You’ll notice that insertions keep climbing as things are added to the cache, but the cache number itself represents only those entries that are current. If you do see evictions, edit CACHE_SIZE in /etc/pihole/setupVars.conf

You can also check this at the command line

dig +short chaos txt evictions.bind @localhost

   dig +short chaos txt cachesize.bind
   dig +short chaos txt hits.bind
   dig +short chaos txt misses.bind

However, we are advised that unused cache is wasted, when it could be used for disk buffers, etc. So don’t add it just in case.

Rate Limiting

The system has a default limit of 1000 queries in a 60 seconds window for each client. If your clients are proxied or relayed, you can run into this. This event is displayed in the dashbaord2 and also in the logs3.

sudo grep -i Rate-limiting /var/log/pihole/pihole.log /var/log/pihole/pihole.log

You may find the address 127.0.0.1 being rate limited.
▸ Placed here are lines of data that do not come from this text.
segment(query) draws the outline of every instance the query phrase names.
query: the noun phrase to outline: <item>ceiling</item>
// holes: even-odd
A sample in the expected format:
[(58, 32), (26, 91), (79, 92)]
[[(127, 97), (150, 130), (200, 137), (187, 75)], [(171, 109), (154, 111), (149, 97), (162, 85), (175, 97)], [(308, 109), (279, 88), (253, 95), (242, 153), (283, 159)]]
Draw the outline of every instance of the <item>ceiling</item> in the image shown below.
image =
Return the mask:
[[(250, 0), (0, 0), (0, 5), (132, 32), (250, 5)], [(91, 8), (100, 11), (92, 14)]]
This can be due to pi-hole doing a reverse of all client IPs every hour. You can disable this with:

# In the pihole-FTL.conf
REFRESH_HOSTNAMES=NONE

DNS over HTTP

Firefox, if the user has not yet chosen a setting, will query use-application-dns.net. Pi-hole respods with NXDOMAIN4 as a signal to use pi-hole for DNS.

/etc/pihole/pihole-FTL.conf

Apple devices include a private relay5 that the user may decide to enable if they pay for it. Pi-hole by default blocks queries for mask.icloud.com and the user will be notified you are blocking it.

# Signal that Apple iCloud Private Relay is allowed 
BLOCK_ICLOUD_PR=false
sudo systemctl reload pihole-FTL.service

Searching The Query Log Hangs DNS

On a very busy server, clicking show-all in the query log panel will hang the server as pihole-FTL works through it’s database. There is no solution, just don’t do it. The best alternative is to ship logs to a Elasticsearch or similar system.

Ask Yourself

The system continues to use whatever DNS resolver was initially configured. You may want it to use itself, instead.

# revert if pi-hole itself needs fixed.